EPB. EPB is also expected to purchase EP pipeline assets from KMI over the next few years at attractive prices. EPB’s asset base will continue to consist completely of stable, high quality interstate natural gas pipelines.
Kinder expects EPB to be able to grow its distributions per unit at an average annual growth rate of about 9% through 2015 as a result of the transaction, and expects EPB’s debt to EBITDA ratio to remain around 4 times, which he characterized as appropriate for the strength of the assets that it owns and is expected to acquire.
Once the transaction is completed, Kinder will remain chairman and CEO of the combined entity. The parent company will be named Kinder Morgan, Inc. and its corporate headquarters will remain in Houston, Texas. Two members of EP’s board of directors will join the KMI board of directors. The transaction will require the approval of both KMI and EP shareholders who will vote at special meetings expected to be held by January 2012. Both the boards of directors of KMI and EP are recommending that shareholders vote in favor of the transaction. EP has agreed not to solicit competing transactions and to pay a termination fee of $650 million to KMI under certain circumstances.

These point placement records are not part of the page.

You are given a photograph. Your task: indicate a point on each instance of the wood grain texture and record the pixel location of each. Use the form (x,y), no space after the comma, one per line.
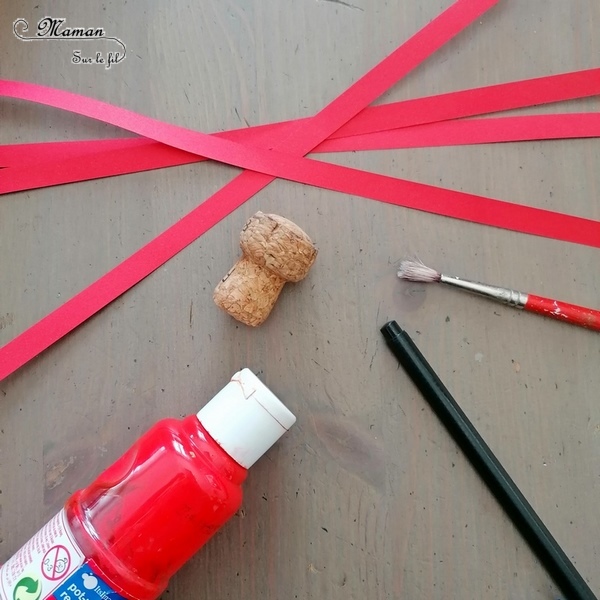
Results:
(367,497)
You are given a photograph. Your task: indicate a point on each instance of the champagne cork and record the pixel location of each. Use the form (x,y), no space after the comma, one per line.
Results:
(274,251)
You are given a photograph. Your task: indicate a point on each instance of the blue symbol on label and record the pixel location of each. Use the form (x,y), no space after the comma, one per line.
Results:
(83,584)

Evercore Partners and Barclays Capital acted as financial advisors and provided fairness opinions to KMI and Weil Gotshal & Manges LLP and Bracewell & Giuliani, LLP acted as legal counsel to KMI. Morgan Stanley acted as financial advisor and provided a fairness opinion to EP in connection with the KMI transaction, Goldman Sachs also acted as financial advisor to EP in connection with its previously announced spin-off transaction and related matters in connection with the KMI transaction, and Wachtell, Lipton, Rosen & Katz acted as legal counsel to EP.